Write-back durability. Native mutation batches, Cypher writes, vector tombstones/upserts, secondary-index updates, feed checkpoints, and provenance write-back all ride the same qlog/WAL machinery, so durability is one discipline instead of per-store reconciliation.
Operator surface
| Command family | What exists in tree |
|---|---|
QUERY / QUERY_PARAMS | Line-oriented Cypher execution, parameter maps, EXPLAIN/PROFILE paths. |
APPLY_MUTATIONS / LOAD_MUTATIONS | Native durable batch ingest with syntax-and-semantics preflight and qlog receipts. |
LOAD_NODES / LOAD_EDGES | Whole-file-preflighted CSV loads, including append-only and checkpointed-resume variants. |
LOAD_MANIFEST | Ordered native load plans: CSV batches, DDL, assertions, verify gates, metrics, snapshots, export/import, compaction steps. |
VERIFY / METRICS / QLOG_STATUS | Storage and qlog integrity scans, latency buckets with exact rolling percentiles, error counters, replay posture. |
SNAPSHOT / EXPORT / IMPORT | Pager+qlog snapshots and logical dumps, with live-path and collision preflight before anything is copied or truncated. |
Why Rust
No GC pause budget.

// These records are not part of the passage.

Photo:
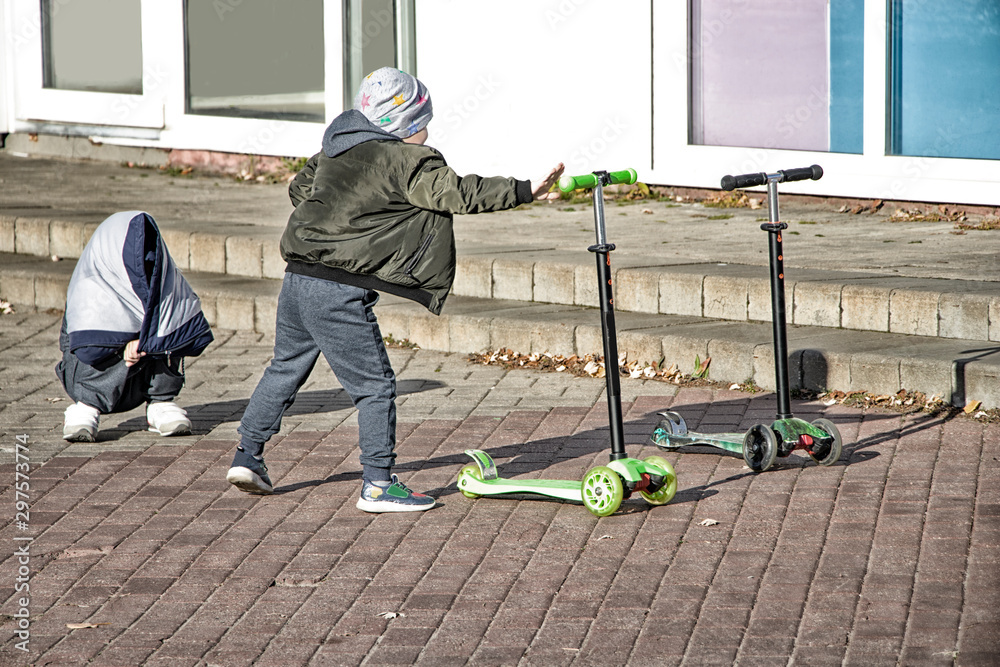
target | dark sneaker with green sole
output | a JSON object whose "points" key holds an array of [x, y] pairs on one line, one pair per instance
{"points": [[394, 497]]}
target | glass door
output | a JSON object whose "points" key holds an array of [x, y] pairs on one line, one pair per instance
{"points": [[82, 62]]}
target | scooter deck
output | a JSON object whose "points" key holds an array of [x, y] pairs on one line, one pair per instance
{"points": [[732, 442], [672, 433], [492, 484], [553, 488]]}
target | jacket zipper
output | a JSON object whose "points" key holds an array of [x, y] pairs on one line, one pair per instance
{"points": [[412, 264]]}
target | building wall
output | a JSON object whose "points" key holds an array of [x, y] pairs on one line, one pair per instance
{"points": [[857, 87]]}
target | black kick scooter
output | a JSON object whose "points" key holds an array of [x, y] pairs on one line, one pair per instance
{"points": [[603, 487], [762, 443]]}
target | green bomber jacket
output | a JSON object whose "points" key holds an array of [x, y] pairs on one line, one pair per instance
{"points": [[375, 212]]}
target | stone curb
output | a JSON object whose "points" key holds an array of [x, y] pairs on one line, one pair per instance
{"points": [[968, 310], [820, 358]]}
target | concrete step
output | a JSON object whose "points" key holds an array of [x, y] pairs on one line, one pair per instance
{"points": [[858, 300], [820, 357]]}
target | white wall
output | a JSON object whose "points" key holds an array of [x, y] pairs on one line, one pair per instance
{"points": [[5, 69], [519, 86], [870, 175]]}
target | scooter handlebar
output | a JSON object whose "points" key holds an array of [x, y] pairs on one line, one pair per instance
{"points": [[814, 172], [743, 181], [586, 181]]}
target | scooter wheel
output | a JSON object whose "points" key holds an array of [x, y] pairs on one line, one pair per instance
{"points": [[760, 446], [666, 493], [471, 470], [825, 456], [603, 491]]}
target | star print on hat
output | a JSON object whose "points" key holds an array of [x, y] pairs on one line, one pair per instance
{"points": [[394, 101]]}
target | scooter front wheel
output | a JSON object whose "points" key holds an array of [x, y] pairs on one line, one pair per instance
{"points": [[471, 470], [760, 446], [669, 489], [824, 456], [602, 490]]}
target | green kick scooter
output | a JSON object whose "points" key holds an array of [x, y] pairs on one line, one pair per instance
{"points": [[603, 488], [762, 443]]}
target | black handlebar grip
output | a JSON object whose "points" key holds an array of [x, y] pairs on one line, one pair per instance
{"points": [[743, 181], [814, 172]]}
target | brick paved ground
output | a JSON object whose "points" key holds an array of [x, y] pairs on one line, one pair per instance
{"points": [[890, 557]]}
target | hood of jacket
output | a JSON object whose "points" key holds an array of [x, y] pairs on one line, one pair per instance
{"points": [[125, 287], [350, 129]]}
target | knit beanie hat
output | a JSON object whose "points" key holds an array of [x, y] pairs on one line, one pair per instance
{"points": [[394, 101]]}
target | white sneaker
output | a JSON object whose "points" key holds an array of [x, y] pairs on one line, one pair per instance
{"points": [[167, 419], [80, 423]]}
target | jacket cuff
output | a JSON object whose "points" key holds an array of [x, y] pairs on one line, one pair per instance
{"points": [[523, 191]]}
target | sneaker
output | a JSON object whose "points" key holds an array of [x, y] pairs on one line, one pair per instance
{"points": [[394, 497], [251, 481], [80, 423], [167, 419]]}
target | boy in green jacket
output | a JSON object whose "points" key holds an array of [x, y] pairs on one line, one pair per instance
{"points": [[373, 212]]}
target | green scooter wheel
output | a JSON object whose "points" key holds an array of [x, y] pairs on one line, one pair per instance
{"points": [[760, 446], [829, 456], [471, 470], [602, 490], [665, 494]]}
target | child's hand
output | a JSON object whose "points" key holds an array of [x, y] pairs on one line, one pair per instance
{"points": [[540, 188], [131, 353]]}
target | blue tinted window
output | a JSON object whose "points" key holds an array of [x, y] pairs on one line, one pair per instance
{"points": [[945, 94]]}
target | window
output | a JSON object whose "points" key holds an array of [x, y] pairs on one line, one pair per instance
{"points": [[945, 74], [782, 74], [255, 59], [380, 33], [92, 45]]}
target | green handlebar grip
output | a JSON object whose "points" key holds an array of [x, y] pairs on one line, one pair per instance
{"points": [[586, 181]]}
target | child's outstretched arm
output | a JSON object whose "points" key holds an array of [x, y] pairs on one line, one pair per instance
{"points": [[300, 188], [435, 186], [540, 187]]}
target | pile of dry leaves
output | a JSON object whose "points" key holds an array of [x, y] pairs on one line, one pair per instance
{"points": [[904, 402], [592, 365]]}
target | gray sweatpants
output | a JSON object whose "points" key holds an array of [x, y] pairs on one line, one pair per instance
{"points": [[114, 387], [320, 316]]}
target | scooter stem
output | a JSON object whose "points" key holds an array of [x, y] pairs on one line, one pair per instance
{"points": [[776, 257], [606, 295]]}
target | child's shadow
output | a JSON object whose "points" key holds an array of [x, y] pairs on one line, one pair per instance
{"points": [[206, 416]]}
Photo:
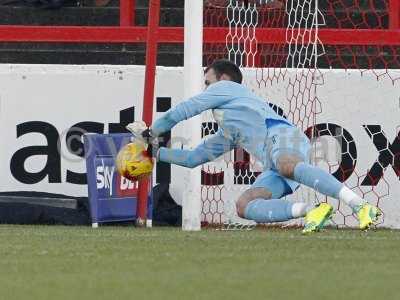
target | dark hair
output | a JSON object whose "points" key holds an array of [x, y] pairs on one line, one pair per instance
{"points": [[224, 66]]}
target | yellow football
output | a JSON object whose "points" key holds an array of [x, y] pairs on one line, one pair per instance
{"points": [[133, 161]]}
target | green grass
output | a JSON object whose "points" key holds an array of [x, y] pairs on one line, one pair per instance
{"points": [[52, 262]]}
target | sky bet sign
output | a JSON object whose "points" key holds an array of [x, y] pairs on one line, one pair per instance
{"points": [[112, 197]]}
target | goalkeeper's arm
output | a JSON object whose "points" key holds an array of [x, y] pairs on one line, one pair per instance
{"points": [[216, 95], [208, 150]]}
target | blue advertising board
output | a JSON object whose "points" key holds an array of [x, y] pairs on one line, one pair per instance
{"points": [[112, 198]]}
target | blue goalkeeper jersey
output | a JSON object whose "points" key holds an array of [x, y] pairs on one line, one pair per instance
{"points": [[242, 117]]}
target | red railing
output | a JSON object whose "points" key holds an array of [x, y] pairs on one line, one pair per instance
{"points": [[127, 32]]}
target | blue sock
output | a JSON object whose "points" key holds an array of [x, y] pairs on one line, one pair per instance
{"points": [[268, 211], [317, 179]]}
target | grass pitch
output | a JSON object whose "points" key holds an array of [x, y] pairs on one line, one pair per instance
{"points": [[54, 262]]}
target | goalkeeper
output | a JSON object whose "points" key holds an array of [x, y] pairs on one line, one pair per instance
{"points": [[246, 121]]}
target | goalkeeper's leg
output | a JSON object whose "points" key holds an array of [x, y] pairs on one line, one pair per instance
{"points": [[262, 202], [293, 167], [289, 155]]}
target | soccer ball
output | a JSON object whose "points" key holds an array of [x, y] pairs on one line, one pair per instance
{"points": [[133, 162]]}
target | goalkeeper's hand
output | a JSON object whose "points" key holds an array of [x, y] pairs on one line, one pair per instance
{"points": [[141, 132]]}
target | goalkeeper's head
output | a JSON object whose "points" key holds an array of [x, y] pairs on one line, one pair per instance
{"points": [[222, 69]]}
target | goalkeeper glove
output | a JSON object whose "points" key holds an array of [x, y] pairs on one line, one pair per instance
{"points": [[141, 132]]}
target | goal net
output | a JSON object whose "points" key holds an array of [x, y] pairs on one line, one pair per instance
{"points": [[319, 64]]}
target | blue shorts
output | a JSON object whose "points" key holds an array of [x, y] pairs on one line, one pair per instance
{"points": [[282, 139]]}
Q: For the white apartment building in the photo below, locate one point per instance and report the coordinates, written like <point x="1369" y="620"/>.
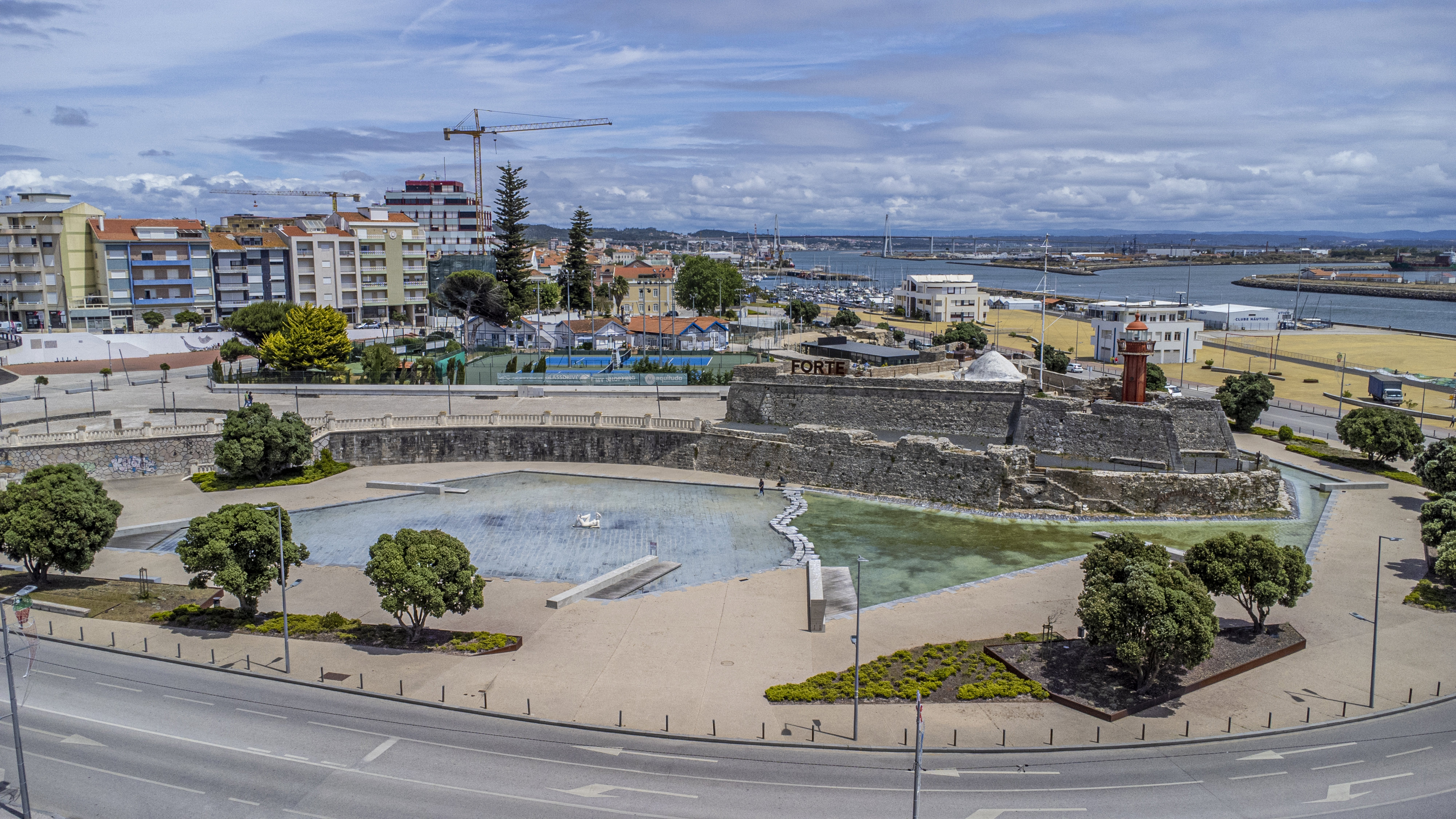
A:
<point x="943" y="298"/>
<point x="1176" y="336"/>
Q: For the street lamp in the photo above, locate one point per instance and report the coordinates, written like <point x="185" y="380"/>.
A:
<point x="283" y="588"/>
<point x="15" y="709"/>
<point x="1375" y="623"/>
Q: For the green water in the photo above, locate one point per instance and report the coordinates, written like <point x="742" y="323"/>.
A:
<point x="914" y="551"/>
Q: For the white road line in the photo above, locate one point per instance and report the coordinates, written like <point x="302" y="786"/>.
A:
<point x="1337" y="765"/>
<point x="113" y="773"/>
<point x="379" y="749"/>
<point x="186" y="700"/>
<point x="1404" y="752"/>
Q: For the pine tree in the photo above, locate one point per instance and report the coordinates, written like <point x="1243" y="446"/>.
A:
<point x="577" y="270"/>
<point x="513" y="257"/>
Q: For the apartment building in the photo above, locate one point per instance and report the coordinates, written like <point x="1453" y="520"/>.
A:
<point x="46" y="264"/>
<point x="392" y="270"/>
<point x="250" y="267"/>
<point x="943" y="298"/>
<point x="152" y="264"/>
<point x="325" y="266"/>
<point x="445" y="212"/>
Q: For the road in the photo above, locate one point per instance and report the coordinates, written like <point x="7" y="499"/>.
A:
<point x="123" y="736"/>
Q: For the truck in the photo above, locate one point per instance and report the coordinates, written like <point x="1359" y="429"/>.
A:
<point x="1387" y="389"/>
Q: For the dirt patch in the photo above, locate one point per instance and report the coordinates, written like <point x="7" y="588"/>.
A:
<point x="1091" y="680"/>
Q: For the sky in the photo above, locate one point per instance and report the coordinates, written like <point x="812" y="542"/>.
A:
<point x="950" y="119"/>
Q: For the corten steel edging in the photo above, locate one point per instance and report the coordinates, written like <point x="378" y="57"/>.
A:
<point x="1177" y="693"/>
<point x="768" y="744"/>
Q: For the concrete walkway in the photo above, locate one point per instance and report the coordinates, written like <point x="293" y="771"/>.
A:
<point x="703" y="656"/>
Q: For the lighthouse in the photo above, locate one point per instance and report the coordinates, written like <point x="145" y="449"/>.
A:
<point x="1135" y="347"/>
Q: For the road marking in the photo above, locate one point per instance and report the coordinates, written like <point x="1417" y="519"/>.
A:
<point x="379" y="749"/>
<point x="620" y="751"/>
<point x="186" y="700"/>
<point x="1404" y="752"/>
<point x="956" y="773"/>
<point x="113" y="773"/>
<point x="601" y="792"/>
<point x="1283" y="754"/>
<point x="1342" y="792"/>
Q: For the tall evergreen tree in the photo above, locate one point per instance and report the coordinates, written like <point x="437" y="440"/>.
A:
<point x="513" y="257"/>
<point x="577" y="270"/>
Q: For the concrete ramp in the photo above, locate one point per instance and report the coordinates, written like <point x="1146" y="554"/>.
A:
<point x="839" y="591"/>
<point x="636" y="581"/>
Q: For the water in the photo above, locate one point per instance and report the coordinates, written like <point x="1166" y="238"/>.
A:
<point x="1211" y="286"/>
<point x="914" y="551"/>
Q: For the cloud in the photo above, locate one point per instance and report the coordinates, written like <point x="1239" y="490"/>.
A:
<point x="71" y="117"/>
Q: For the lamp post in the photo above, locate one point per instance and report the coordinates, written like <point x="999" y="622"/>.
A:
<point x="854" y="639"/>
<point x="1375" y="623"/>
<point x="283" y="588"/>
<point x="15" y="709"/>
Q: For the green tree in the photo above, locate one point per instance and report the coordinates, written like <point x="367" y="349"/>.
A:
<point x="515" y="253"/>
<point x="258" y="321"/>
<point x="423" y="575"/>
<point x="1436" y="466"/>
<point x="1254" y="570"/>
<point x="707" y="285"/>
<point x="1244" y="397"/>
<point x="311" y="339"/>
<point x="1381" y="434"/>
<point x="577" y="270"/>
<point x="237" y="549"/>
<point x="1154" y="614"/>
<point x="258" y="445"/>
<point x="1157" y="381"/>
<point x="803" y="311"/>
<point x="56" y="517"/>
<point x="378" y="360"/>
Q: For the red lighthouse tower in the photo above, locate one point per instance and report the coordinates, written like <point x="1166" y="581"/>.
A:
<point x="1135" y="347"/>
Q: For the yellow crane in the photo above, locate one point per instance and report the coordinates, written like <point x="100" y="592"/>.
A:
<point x="475" y="135"/>
<point x="331" y="194"/>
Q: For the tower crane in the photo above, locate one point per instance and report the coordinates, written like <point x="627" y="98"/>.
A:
<point x="331" y="194"/>
<point x="475" y="135"/>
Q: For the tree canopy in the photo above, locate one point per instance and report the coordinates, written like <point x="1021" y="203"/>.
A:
<point x="1155" y="614"/>
<point x="309" y="339"/>
<point x="237" y="549"/>
<point x="258" y="445"/>
<point x="1244" y="397"/>
<point x="1381" y="434"/>
<point x="258" y="320"/>
<point x="423" y="575"/>
<point x="56" y="517"/>
<point x="1254" y="570"/>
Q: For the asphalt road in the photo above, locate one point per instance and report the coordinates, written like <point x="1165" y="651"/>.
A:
<point x="122" y="736"/>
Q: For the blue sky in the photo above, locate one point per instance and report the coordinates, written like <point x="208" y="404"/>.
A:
<point x="951" y="117"/>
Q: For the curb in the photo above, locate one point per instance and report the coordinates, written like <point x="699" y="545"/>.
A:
<point x="761" y="742"/>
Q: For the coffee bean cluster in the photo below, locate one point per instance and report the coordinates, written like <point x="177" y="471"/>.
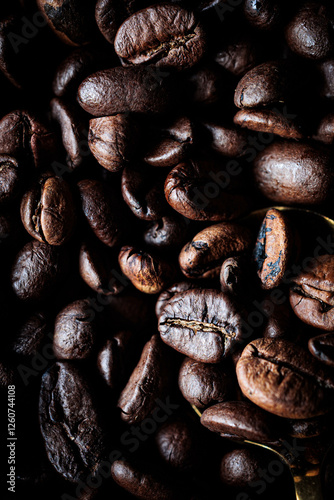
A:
<point x="166" y="246"/>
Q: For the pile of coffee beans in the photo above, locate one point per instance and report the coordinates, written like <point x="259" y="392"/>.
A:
<point x="166" y="247"/>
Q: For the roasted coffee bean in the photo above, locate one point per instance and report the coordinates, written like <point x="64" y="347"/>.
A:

A storage engine touches pages, indexes, buffers, WAL records, and vector graph structures on hot paths. The goals doc names memory safety without GC pauses as a reason for the Rust core.
Page-byte control. The B+-tree speedup above came entirely from operating on cached page bytes: buffer-pool integration, decode-less descent, in-place leaf writes.
Scratch discipline. The HNSW query speedup came from
replacing per-call visited HashSet tracking with an
epoch-stamped scratch vector that lives across calls.
Unsafe policy. The workspace denies unsafe operations in unsafe functions, warns on undocumented unsafe blocks, and the goals doc requires a safety proof for every unsafe block.
Rust example
use ffs::cypher::{compile_query, parse};
use ffs::exec::collect_column;
use ffs::planner::{compile, CompileCtx};
use ffs::storage::RelTable;
// A tiny social graph: 0 → 1, 0 → 2, 1 → 2, 2 → 3.
let mut knows = RelTable::new(0, "KNOWS", 4, 4);
knows.add_edge(0, 0, 1, 1);
knows.add_edge(0, 0, 2, 2);
knows.add_edge(1, 1, 2, 2);
knows.add_edge(2, 2, 3, 3);
// One-hop traversal, end-to-end through the engine.
let q = parse("MATCH (a:Person)-[:KNOWS]->(b:Person) RETURN b").unwrap();
let plan = compile_query(&q, |_| vec![0, 1, 2, 3]);
let ctx = CompileCtx::empty().with_rel_table("KNOWS", &knows);
let mut op = compile(plan, &ctx).unwrap();
let mut neighbours = collect_column(&mut *op, 0);
neighbours.sort();
assert_eq!(neighbours, vec![1, 2, 2, 3]);
The bigger demo — graph, vector, and provenance in one transaction
with a mocked LLM — lives at
ffs-demo/examples/write_back_loop.rs in the repo.